東京裁判70年で講演 「個人責任を認め、実践した先例」

 太平洋戦争後に日本の指導者を裁いた極東国際軍事裁判(東京裁判)終結から70年。政治史の観点からではなく、刑事事件として裁判の歴史的意義を見つめる講演会が1日、横浜市金沢区の関東学院大学で開かれた。ハワイ大学の戸谷由麻教授(歴史学)が登壇し、「個人責任の原則を認め、実践した国際裁判の先例」と強調した。

 東条英機元首相らA級戦犯が問われた「平和に対する罪」などは、従来の国際法になく、連合国が事後につくった罪状だった。原爆投下のような連合国の行為は罪に問われず、戦勝国による「勝者の裁き」との批判が国内に根強い。

 一方で国際的には、ドイツの戦争指導者を裁いたニュルンベルク裁判とともに、国際人道法や国際刑法の発展に寄与したと評価されている。
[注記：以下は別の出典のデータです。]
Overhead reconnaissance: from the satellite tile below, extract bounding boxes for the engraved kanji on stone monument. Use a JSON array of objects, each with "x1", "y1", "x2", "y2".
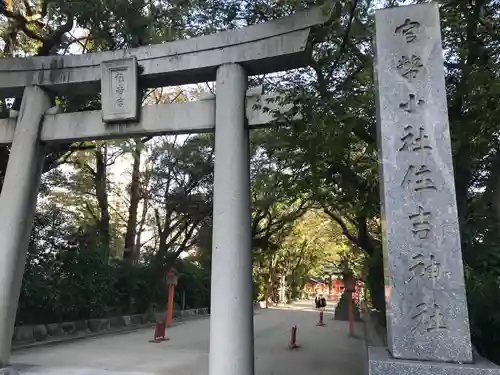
[
  {"x1": 397, "y1": 54, "x2": 424, "y2": 82},
  {"x1": 399, "y1": 94, "x2": 425, "y2": 113},
  {"x1": 101, "y1": 56, "x2": 139, "y2": 122},
  {"x1": 394, "y1": 18, "x2": 420, "y2": 43},
  {"x1": 409, "y1": 205, "x2": 432, "y2": 240},
  {"x1": 399, "y1": 125, "x2": 432, "y2": 151},
  {"x1": 374, "y1": 3, "x2": 472, "y2": 362},
  {"x1": 406, "y1": 253, "x2": 441, "y2": 289},
  {"x1": 411, "y1": 302, "x2": 448, "y2": 334}
]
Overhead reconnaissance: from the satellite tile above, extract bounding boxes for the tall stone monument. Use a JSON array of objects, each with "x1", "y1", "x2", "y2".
[{"x1": 369, "y1": 3, "x2": 500, "y2": 375}]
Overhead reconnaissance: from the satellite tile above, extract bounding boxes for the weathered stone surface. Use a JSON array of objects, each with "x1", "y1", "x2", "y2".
[
  {"x1": 130, "y1": 314, "x2": 142, "y2": 325},
  {"x1": 14, "y1": 326, "x2": 35, "y2": 342},
  {"x1": 61, "y1": 322, "x2": 76, "y2": 335},
  {"x1": 375, "y1": 3, "x2": 472, "y2": 362},
  {"x1": 33, "y1": 324, "x2": 49, "y2": 341},
  {"x1": 0, "y1": 367, "x2": 19, "y2": 375},
  {"x1": 101, "y1": 56, "x2": 139, "y2": 122},
  {"x1": 75, "y1": 320, "x2": 89, "y2": 332},
  {"x1": 122, "y1": 315, "x2": 132, "y2": 327},
  {"x1": 0, "y1": 6, "x2": 333, "y2": 96},
  {"x1": 368, "y1": 347, "x2": 500, "y2": 375},
  {"x1": 0, "y1": 93, "x2": 292, "y2": 144},
  {"x1": 87, "y1": 319, "x2": 108, "y2": 332},
  {"x1": 109, "y1": 316, "x2": 125, "y2": 328},
  {"x1": 141, "y1": 313, "x2": 149, "y2": 324}
]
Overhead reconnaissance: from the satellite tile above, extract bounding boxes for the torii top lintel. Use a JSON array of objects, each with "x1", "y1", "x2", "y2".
[{"x1": 0, "y1": 3, "x2": 333, "y2": 96}]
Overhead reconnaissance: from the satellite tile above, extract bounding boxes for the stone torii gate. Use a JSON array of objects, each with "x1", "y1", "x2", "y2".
[{"x1": 0, "y1": 6, "x2": 331, "y2": 375}]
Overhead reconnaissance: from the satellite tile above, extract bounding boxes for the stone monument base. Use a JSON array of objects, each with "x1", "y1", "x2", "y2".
[{"x1": 368, "y1": 346, "x2": 500, "y2": 375}]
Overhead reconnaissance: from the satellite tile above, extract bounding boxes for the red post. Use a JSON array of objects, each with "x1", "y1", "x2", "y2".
[
  {"x1": 316, "y1": 310, "x2": 326, "y2": 327},
  {"x1": 288, "y1": 325, "x2": 299, "y2": 349},
  {"x1": 165, "y1": 284, "x2": 175, "y2": 327},
  {"x1": 346, "y1": 292, "x2": 354, "y2": 336},
  {"x1": 149, "y1": 321, "x2": 168, "y2": 343}
]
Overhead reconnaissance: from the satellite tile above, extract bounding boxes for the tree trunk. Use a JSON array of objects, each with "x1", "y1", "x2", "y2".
[{"x1": 123, "y1": 140, "x2": 143, "y2": 263}]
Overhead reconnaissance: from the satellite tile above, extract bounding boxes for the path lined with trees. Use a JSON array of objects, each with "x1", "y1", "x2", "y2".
[{"x1": 0, "y1": 0, "x2": 500, "y2": 362}]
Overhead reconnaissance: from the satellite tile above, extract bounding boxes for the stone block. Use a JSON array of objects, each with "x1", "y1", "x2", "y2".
[
  {"x1": 75, "y1": 320, "x2": 90, "y2": 332},
  {"x1": 130, "y1": 314, "x2": 142, "y2": 326},
  {"x1": 87, "y1": 319, "x2": 108, "y2": 332},
  {"x1": 47, "y1": 323, "x2": 64, "y2": 337},
  {"x1": 368, "y1": 347, "x2": 500, "y2": 375},
  {"x1": 122, "y1": 315, "x2": 132, "y2": 327},
  {"x1": 109, "y1": 316, "x2": 125, "y2": 329},
  {"x1": 61, "y1": 322, "x2": 76, "y2": 335},
  {"x1": 374, "y1": 2, "x2": 472, "y2": 363},
  {"x1": 0, "y1": 366, "x2": 19, "y2": 375},
  {"x1": 101, "y1": 56, "x2": 139, "y2": 122},
  {"x1": 14, "y1": 326, "x2": 35, "y2": 342},
  {"x1": 141, "y1": 313, "x2": 153, "y2": 324},
  {"x1": 153, "y1": 311, "x2": 166, "y2": 322},
  {"x1": 33, "y1": 324, "x2": 49, "y2": 341}
]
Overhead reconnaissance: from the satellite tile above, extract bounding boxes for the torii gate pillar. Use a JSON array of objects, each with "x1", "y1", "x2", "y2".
[
  {"x1": 0, "y1": 86, "x2": 50, "y2": 368},
  {"x1": 209, "y1": 64, "x2": 254, "y2": 375}
]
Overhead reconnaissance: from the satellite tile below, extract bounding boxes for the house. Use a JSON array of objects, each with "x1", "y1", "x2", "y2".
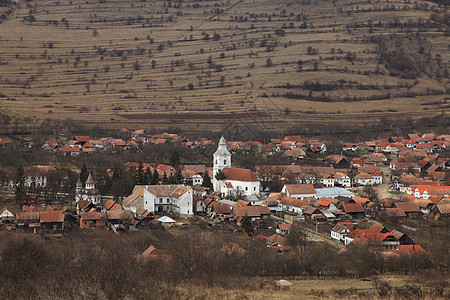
[
  {"x1": 80, "y1": 211, "x2": 106, "y2": 228},
  {"x1": 331, "y1": 224, "x2": 350, "y2": 243},
  {"x1": 278, "y1": 197, "x2": 305, "y2": 215},
  {"x1": 135, "y1": 208, "x2": 152, "y2": 220},
  {"x1": 281, "y1": 184, "x2": 316, "y2": 200},
  {"x1": 354, "y1": 172, "x2": 375, "y2": 185},
  {"x1": 219, "y1": 243, "x2": 247, "y2": 258},
  {"x1": 231, "y1": 206, "x2": 270, "y2": 222},
  {"x1": 430, "y1": 203, "x2": 450, "y2": 219},
  {"x1": 106, "y1": 210, "x2": 133, "y2": 229},
  {"x1": 215, "y1": 167, "x2": 260, "y2": 197},
  {"x1": 334, "y1": 172, "x2": 352, "y2": 188},
  {"x1": 344, "y1": 229, "x2": 400, "y2": 250},
  {"x1": 40, "y1": 210, "x2": 64, "y2": 232},
  {"x1": 386, "y1": 208, "x2": 406, "y2": 223},
  {"x1": 369, "y1": 224, "x2": 389, "y2": 233},
  {"x1": 315, "y1": 187, "x2": 355, "y2": 199},
  {"x1": 414, "y1": 198, "x2": 435, "y2": 215},
  {"x1": 275, "y1": 224, "x2": 293, "y2": 235},
  {"x1": 211, "y1": 203, "x2": 231, "y2": 218},
  {"x1": 266, "y1": 233, "x2": 287, "y2": 247},
  {"x1": 342, "y1": 203, "x2": 366, "y2": 219},
  {"x1": 16, "y1": 206, "x2": 41, "y2": 233},
  {"x1": 391, "y1": 229, "x2": 416, "y2": 245},
  {"x1": 394, "y1": 202, "x2": 422, "y2": 218},
  {"x1": 77, "y1": 200, "x2": 97, "y2": 214},
  {"x1": 397, "y1": 244, "x2": 427, "y2": 256},
  {"x1": 75, "y1": 173, "x2": 101, "y2": 205},
  {"x1": 122, "y1": 184, "x2": 194, "y2": 216},
  {"x1": 0, "y1": 207, "x2": 14, "y2": 221},
  {"x1": 193, "y1": 198, "x2": 206, "y2": 214}
]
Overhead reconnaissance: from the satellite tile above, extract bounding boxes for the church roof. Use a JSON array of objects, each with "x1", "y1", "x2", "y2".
[
  {"x1": 223, "y1": 168, "x2": 259, "y2": 181},
  {"x1": 214, "y1": 137, "x2": 231, "y2": 156},
  {"x1": 86, "y1": 173, "x2": 95, "y2": 184}
]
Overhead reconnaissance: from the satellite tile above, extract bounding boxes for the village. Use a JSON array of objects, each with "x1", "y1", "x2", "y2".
[{"x1": 0, "y1": 129, "x2": 450, "y2": 268}]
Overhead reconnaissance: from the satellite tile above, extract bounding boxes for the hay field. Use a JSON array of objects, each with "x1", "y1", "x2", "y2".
[{"x1": 0, "y1": 0, "x2": 450, "y2": 131}]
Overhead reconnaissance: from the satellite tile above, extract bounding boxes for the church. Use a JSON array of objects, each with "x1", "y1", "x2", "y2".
[
  {"x1": 75, "y1": 173, "x2": 101, "y2": 205},
  {"x1": 213, "y1": 137, "x2": 260, "y2": 198}
]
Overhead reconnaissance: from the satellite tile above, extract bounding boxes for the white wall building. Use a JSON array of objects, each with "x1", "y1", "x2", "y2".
[
  {"x1": 212, "y1": 137, "x2": 231, "y2": 191},
  {"x1": 123, "y1": 184, "x2": 194, "y2": 215},
  {"x1": 213, "y1": 137, "x2": 260, "y2": 197},
  {"x1": 281, "y1": 184, "x2": 316, "y2": 200},
  {"x1": 75, "y1": 173, "x2": 100, "y2": 205}
]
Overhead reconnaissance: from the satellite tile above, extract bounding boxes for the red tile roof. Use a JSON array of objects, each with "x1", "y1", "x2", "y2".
[
  {"x1": 286, "y1": 184, "x2": 316, "y2": 195},
  {"x1": 223, "y1": 168, "x2": 259, "y2": 182},
  {"x1": 343, "y1": 203, "x2": 364, "y2": 213},
  {"x1": 41, "y1": 211, "x2": 64, "y2": 223}
]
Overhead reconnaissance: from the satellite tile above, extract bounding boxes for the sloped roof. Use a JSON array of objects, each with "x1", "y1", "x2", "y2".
[
  {"x1": 16, "y1": 211, "x2": 39, "y2": 221},
  {"x1": 342, "y1": 203, "x2": 365, "y2": 213},
  {"x1": 331, "y1": 224, "x2": 350, "y2": 233},
  {"x1": 285, "y1": 184, "x2": 316, "y2": 195},
  {"x1": 81, "y1": 211, "x2": 105, "y2": 221},
  {"x1": 280, "y1": 197, "x2": 305, "y2": 207},
  {"x1": 146, "y1": 184, "x2": 191, "y2": 199},
  {"x1": 369, "y1": 224, "x2": 389, "y2": 233},
  {"x1": 158, "y1": 216, "x2": 175, "y2": 223},
  {"x1": 267, "y1": 233, "x2": 286, "y2": 245},
  {"x1": 220, "y1": 243, "x2": 247, "y2": 257},
  {"x1": 41, "y1": 210, "x2": 64, "y2": 223},
  {"x1": 122, "y1": 185, "x2": 144, "y2": 205},
  {"x1": 213, "y1": 204, "x2": 231, "y2": 214},
  {"x1": 386, "y1": 208, "x2": 406, "y2": 217},
  {"x1": 397, "y1": 245, "x2": 426, "y2": 255},
  {"x1": 223, "y1": 168, "x2": 259, "y2": 182},
  {"x1": 255, "y1": 205, "x2": 271, "y2": 216},
  {"x1": 394, "y1": 202, "x2": 420, "y2": 213},
  {"x1": 436, "y1": 203, "x2": 450, "y2": 215},
  {"x1": 214, "y1": 137, "x2": 231, "y2": 156},
  {"x1": 233, "y1": 206, "x2": 262, "y2": 218},
  {"x1": 106, "y1": 210, "x2": 133, "y2": 220}
]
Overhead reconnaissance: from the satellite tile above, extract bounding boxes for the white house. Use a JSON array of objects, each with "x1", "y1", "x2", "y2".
[
  {"x1": 192, "y1": 174, "x2": 203, "y2": 185},
  {"x1": 334, "y1": 172, "x2": 351, "y2": 187},
  {"x1": 331, "y1": 224, "x2": 350, "y2": 243},
  {"x1": 278, "y1": 197, "x2": 305, "y2": 215},
  {"x1": 0, "y1": 207, "x2": 14, "y2": 220},
  {"x1": 123, "y1": 184, "x2": 194, "y2": 215},
  {"x1": 213, "y1": 137, "x2": 260, "y2": 197},
  {"x1": 315, "y1": 187, "x2": 355, "y2": 199},
  {"x1": 75, "y1": 173, "x2": 101, "y2": 205},
  {"x1": 217, "y1": 168, "x2": 260, "y2": 197},
  {"x1": 212, "y1": 137, "x2": 231, "y2": 191},
  {"x1": 355, "y1": 172, "x2": 375, "y2": 185},
  {"x1": 281, "y1": 184, "x2": 316, "y2": 200}
]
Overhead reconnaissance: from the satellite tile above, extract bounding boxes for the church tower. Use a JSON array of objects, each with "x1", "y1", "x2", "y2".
[
  {"x1": 213, "y1": 137, "x2": 231, "y2": 191},
  {"x1": 85, "y1": 173, "x2": 95, "y2": 190}
]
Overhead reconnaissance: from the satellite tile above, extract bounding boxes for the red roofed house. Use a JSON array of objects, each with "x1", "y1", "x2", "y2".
[
  {"x1": 40, "y1": 210, "x2": 64, "y2": 232},
  {"x1": 80, "y1": 211, "x2": 106, "y2": 228},
  {"x1": 281, "y1": 184, "x2": 316, "y2": 200},
  {"x1": 213, "y1": 137, "x2": 260, "y2": 197},
  {"x1": 342, "y1": 203, "x2": 366, "y2": 219},
  {"x1": 386, "y1": 208, "x2": 406, "y2": 223}
]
戸谷教授は「国内では戦後長らく、主に政治史や外交史から研究されてきたが、国際刑事裁判史上の画期的な司法事件だった」と指摘した。

 東京裁判で提起された訴因55件のうち、46件が刑法上の個人責任に言及していることを戸谷教授は重視。禁錮7年の判決を受けた元外相の重光葵の事例から、一般的に論点として定着している「共同謀議」の責任論を考察するだけでは「裁判の全貌を的確に把握できない」と解説した。

 東京裁判は1946年に開廷し、戦争を指導した28人がA級戦犯とされ、48年11月の判決で25人に絞首刑や終身刑などの有罪が宣告された。